Im Streitfall war die Sach- und Rechtslage, die durch den Anteilstausch im Jahre 1973 herbeigeführt wurde, nicht wesentlich anders als bei dem zwei Jahre zuvor vorgenommenen Verkauf eines Teils der Beteiligung an dieselbe AG.
e) Zu Unrecht beruft sich die Klägerin darauf, daß, wenn sie ihre restliche Beteiligung nicht auf die S-AG übertragen hätte, diese gegen ihren Willen die Verschmelzung hätte erzwingen können und daß diese Absicht ihr gegenüber auch bekundet worden sei. Der Senat unterstellt, daß im Streitfall ein gewisser wirtschaftlicher Zwang zur Anteilsveräußerung bestanden hat. Eine solche Zwangslage kann indes keine andere Beurteilung der Rechtslage begründen (vgl. BFH-Gutachten I D 1/57 S, BFHE 68, 105).
f) Schließlich ist eine andere Entscheidung im Streitfall auch nicht deshalb veranlaßt, weil die Klägerin, wie sie vorträgt, im Hinblick auf die Verfügung der OFD Düsseldorf vom 16. August 1960 (a. a. O.) darauf vertraut habe, daß der Anteilstausch steuerneutral behandelt werde. Eine Selbstbindung der Verwaltung, welche auch für die Steuergerichte verbindlich wäre, kommt hier - abgesehen von der Bedeutung der fehlenden Zuständigkeit der OFD Düsseldorf für das beklagte FA - schon deshalb nicht in Betracht, weil es sich nicht um die Ausübung eines Verwaltungsermessens, sondern um eine Frage der zutreffenden Gesetzesauslegung handelt. Im übrigen wäre, worauf die Vorentscheidung mit Recht hinweist, selbst nach der genannten Verwaltungsanweisung eine wirtschaftliche Identität der Anteile zu verneinen, weil es sich im Streitfall um eine wesentliche Änderung der Beteiligungsquoten handelte. Die Ansicht der Klägerin, daß auch die hingegebenen S-GmbH-Anteile nur eine unbedeutende Beteiligungsquote dargestellt hätten, trifft, wie oben zu b) aa) ausgeführt, nicht zu.

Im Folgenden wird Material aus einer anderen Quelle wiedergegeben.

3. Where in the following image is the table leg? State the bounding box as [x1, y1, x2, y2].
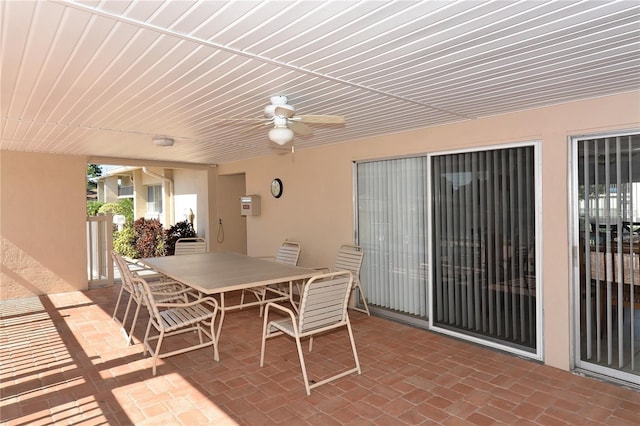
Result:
[214, 293, 226, 361]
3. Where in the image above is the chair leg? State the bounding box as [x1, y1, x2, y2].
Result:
[347, 319, 362, 374]
[123, 303, 140, 346]
[111, 285, 124, 320]
[260, 314, 267, 367]
[353, 281, 371, 316]
[142, 318, 151, 355]
[152, 330, 164, 376]
[296, 336, 311, 396]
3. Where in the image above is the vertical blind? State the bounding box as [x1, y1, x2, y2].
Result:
[356, 157, 428, 317]
[431, 146, 537, 352]
[577, 135, 640, 383]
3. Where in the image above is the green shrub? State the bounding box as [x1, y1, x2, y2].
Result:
[87, 200, 104, 216]
[133, 218, 165, 257]
[113, 224, 141, 259]
[98, 198, 133, 223]
[118, 198, 133, 223]
[165, 220, 198, 256]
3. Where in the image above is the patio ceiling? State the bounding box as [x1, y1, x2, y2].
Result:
[0, 0, 640, 164]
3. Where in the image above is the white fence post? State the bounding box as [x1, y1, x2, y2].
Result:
[87, 213, 113, 288]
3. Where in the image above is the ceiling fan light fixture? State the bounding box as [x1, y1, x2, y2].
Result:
[269, 127, 293, 145]
[152, 136, 173, 146]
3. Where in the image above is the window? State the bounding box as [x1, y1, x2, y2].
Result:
[145, 185, 162, 219]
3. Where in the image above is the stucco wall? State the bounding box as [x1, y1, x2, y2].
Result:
[219, 92, 640, 369]
[0, 92, 640, 369]
[0, 151, 87, 300]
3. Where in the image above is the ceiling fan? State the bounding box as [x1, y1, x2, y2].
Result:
[264, 95, 345, 145]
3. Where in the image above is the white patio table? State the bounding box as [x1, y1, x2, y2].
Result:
[138, 252, 318, 348]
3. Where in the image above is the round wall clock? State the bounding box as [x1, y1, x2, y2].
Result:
[271, 178, 282, 198]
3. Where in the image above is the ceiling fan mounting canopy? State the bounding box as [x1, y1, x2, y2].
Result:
[264, 95, 345, 145]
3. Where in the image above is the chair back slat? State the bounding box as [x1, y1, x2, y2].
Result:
[298, 271, 353, 333]
[131, 277, 160, 321]
[174, 237, 207, 256]
[276, 241, 300, 266]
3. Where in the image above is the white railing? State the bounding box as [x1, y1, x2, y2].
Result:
[87, 214, 113, 288]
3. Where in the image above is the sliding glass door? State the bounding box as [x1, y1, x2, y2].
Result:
[356, 144, 541, 358]
[573, 133, 640, 385]
[356, 157, 428, 319]
[431, 145, 539, 354]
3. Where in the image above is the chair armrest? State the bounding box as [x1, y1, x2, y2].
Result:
[156, 297, 218, 310]
[151, 287, 193, 297]
[264, 302, 297, 329]
[254, 256, 276, 260]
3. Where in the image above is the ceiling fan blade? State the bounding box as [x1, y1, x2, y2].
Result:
[288, 121, 313, 136]
[273, 105, 296, 118]
[291, 115, 345, 124]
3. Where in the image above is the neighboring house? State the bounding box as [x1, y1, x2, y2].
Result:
[93, 166, 207, 238]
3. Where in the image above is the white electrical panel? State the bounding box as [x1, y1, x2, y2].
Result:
[240, 195, 260, 216]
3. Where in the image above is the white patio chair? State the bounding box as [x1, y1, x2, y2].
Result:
[174, 237, 207, 256]
[240, 241, 300, 315]
[260, 271, 361, 395]
[111, 251, 192, 346]
[316, 244, 371, 316]
[138, 278, 220, 376]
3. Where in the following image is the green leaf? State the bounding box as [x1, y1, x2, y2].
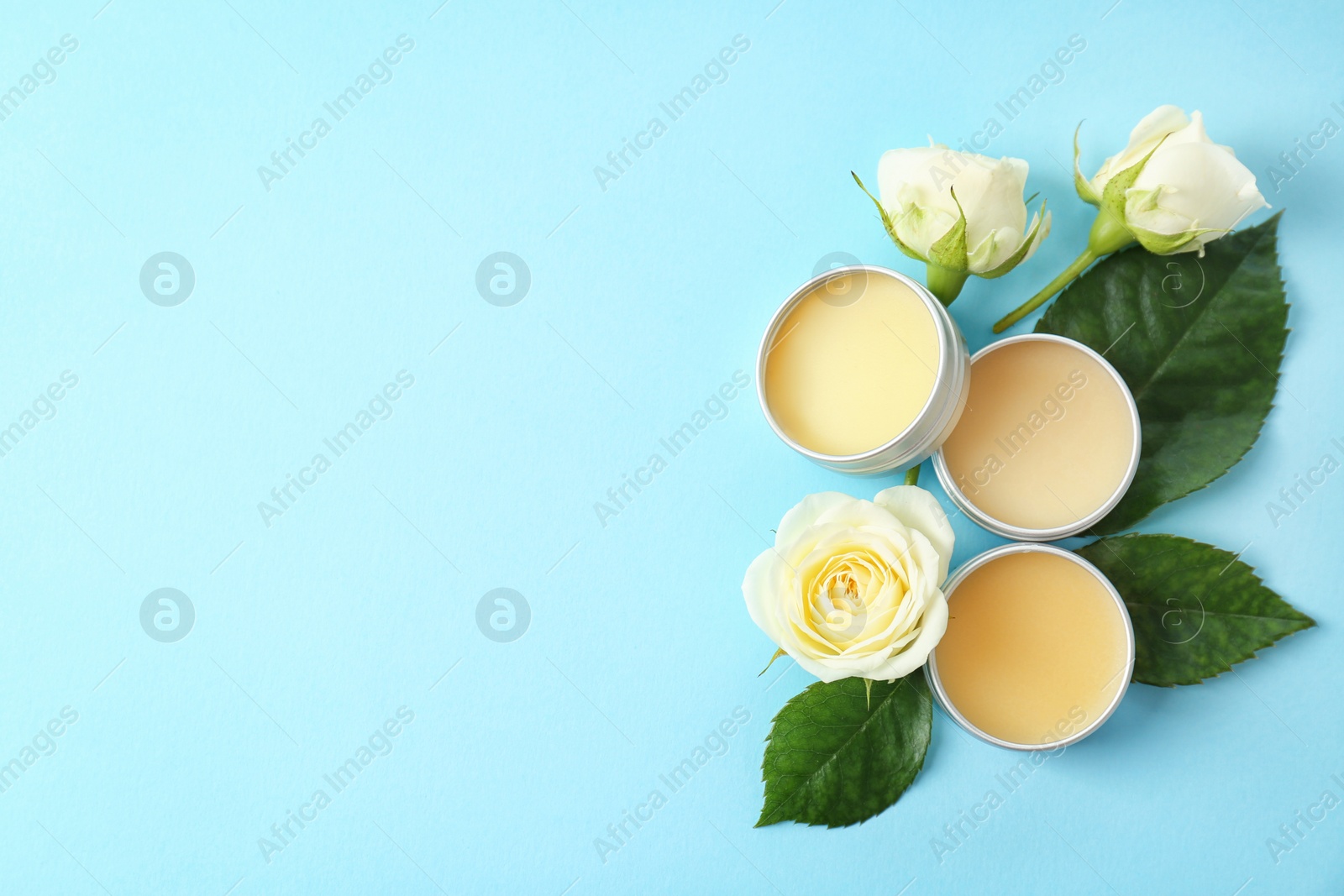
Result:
[757, 672, 932, 827]
[1037, 215, 1288, 535]
[1078, 535, 1315, 688]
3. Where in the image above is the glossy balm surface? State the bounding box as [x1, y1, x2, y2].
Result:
[764, 271, 939, 455]
[934, 551, 1129, 746]
[942, 340, 1134, 529]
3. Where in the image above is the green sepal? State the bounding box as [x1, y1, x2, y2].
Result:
[849, 170, 925, 262]
[929, 188, 969, 273]
[757, 647, 788, 679]
[1100, 137, 1167, 227]
[977, 199, 1046, 280]
[1074, 121, 1100, 208]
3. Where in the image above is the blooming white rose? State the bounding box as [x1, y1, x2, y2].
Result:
[1074, 106, 1268, 255]
[742, 485, 954, 681]
[855, 144, 1050, 304]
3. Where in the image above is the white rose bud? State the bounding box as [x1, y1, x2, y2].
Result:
[995, 106, 1268, 333]
[851, 145, 1050, 305]
[1074, 106, 1268, 255]
[742, 485, 954, 681]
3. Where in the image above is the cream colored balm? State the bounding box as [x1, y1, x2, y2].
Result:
[764, 270, 939, 455]
[942, 338, 1137, 529]
[934, 551, 1131, 747]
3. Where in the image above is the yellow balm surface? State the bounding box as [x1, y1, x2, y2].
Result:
[942, 340, 1134, 529]
[934, 551, 1129, 746]
[764, 271, 939, 455]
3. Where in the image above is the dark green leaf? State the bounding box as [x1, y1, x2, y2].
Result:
[1037, 215, 1288, 535]
[1078, 535, 1315, 688]
[757, 672, 932, 827]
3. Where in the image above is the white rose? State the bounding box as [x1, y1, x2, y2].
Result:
[1074, 106, 1268, 255]
[855, 145, 1050, 304]
[742, 485, 954, 681]
[995, 106, 1268, 333]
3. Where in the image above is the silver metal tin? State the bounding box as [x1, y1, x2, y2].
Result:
[755, 265, 970, 473]
[932, 333, 1144, 542]
[925, 542, 1134, 752]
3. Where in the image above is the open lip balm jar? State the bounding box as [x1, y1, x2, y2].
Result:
[934, 333, 1141, 542]
[757, 265, 969, 473]
[927, 542, 1134, 751]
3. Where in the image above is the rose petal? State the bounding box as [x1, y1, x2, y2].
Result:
[874, 485, 957, 584]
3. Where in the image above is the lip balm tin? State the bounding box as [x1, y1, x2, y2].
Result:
[755, 265, 970, 473]
[925, 542, 1134, 752]
[932, 333, 1142, 542]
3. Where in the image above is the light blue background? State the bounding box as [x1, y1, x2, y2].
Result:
[0, 0, 1344, 896]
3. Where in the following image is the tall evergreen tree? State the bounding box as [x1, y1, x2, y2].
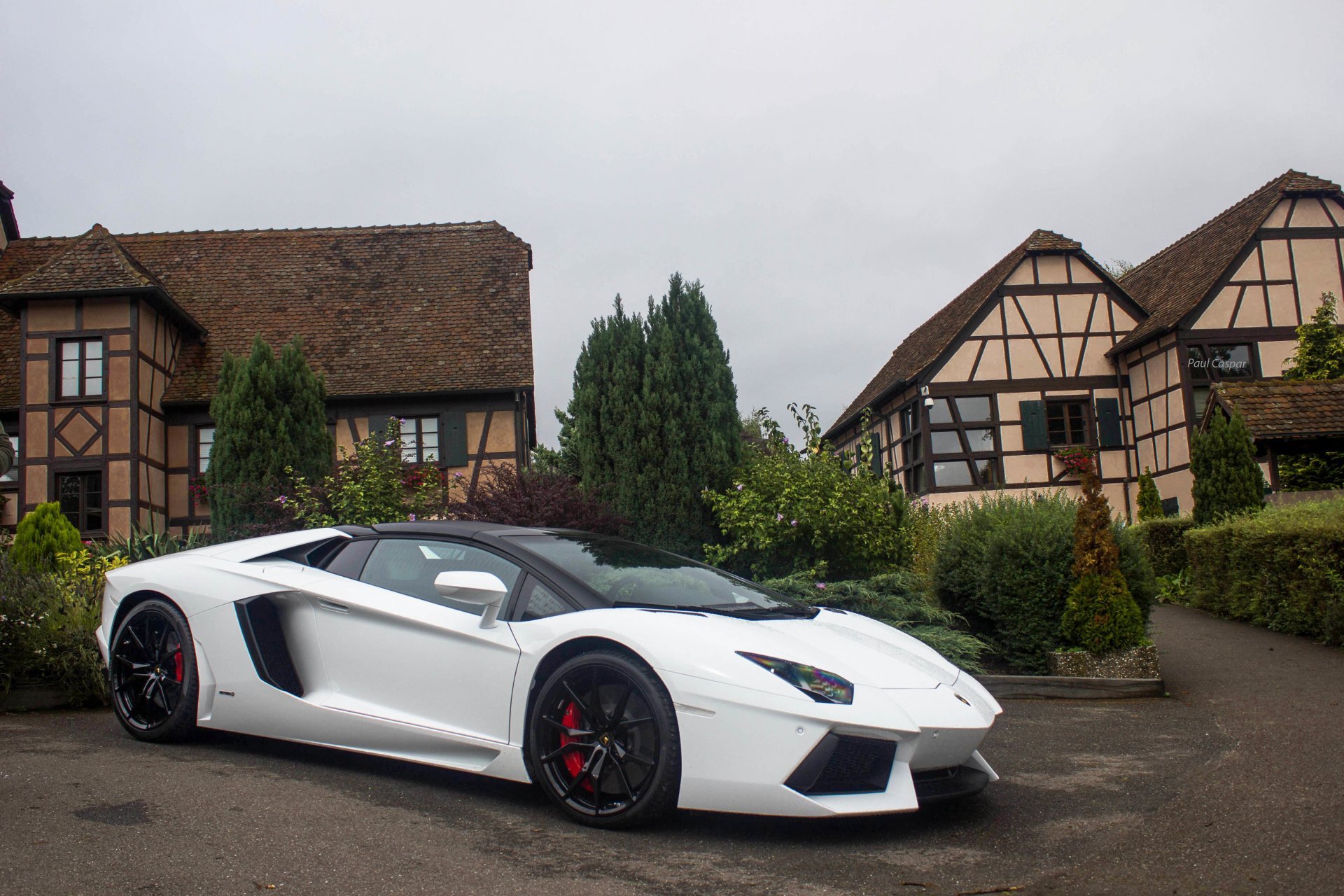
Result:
[206, 336, 335, 535]
[1189, 411, 1265, 525]
[556, 274, 741, 555]
[1278, 293, 1344, 491]
[640, 274, 742, 555]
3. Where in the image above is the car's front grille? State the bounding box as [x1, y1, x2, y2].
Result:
[785, 734, 897, 797]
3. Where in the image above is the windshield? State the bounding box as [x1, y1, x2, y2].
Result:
[512, 535, 817, 618]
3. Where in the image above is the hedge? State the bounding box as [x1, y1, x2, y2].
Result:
[1185, 498, 1344, 643]
[1132, 516, 1195, 575]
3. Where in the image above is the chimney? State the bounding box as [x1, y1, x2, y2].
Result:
[0, 181, 19, 253]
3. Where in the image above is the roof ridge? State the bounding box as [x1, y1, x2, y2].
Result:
[1119, 168, 1312, 279]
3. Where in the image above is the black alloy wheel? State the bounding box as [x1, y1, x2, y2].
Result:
[526, 650, 681, 827]
[108, 599, 199, 741]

2. Da gegen die Bemessung des vom FG zugrunde gelegten Veräußerungsgewinns der Höhe nach (§ 17 Abs. 2 EStG) keine Einwendungen erhoben sind und auch keine Anhaltspunkte dafür bestehen, daß der Veräußerungsgewinn rechtsfehlerhaft ermittelt sei, sieht der Senat keinen Anlaß, hierauf näher einzugehen.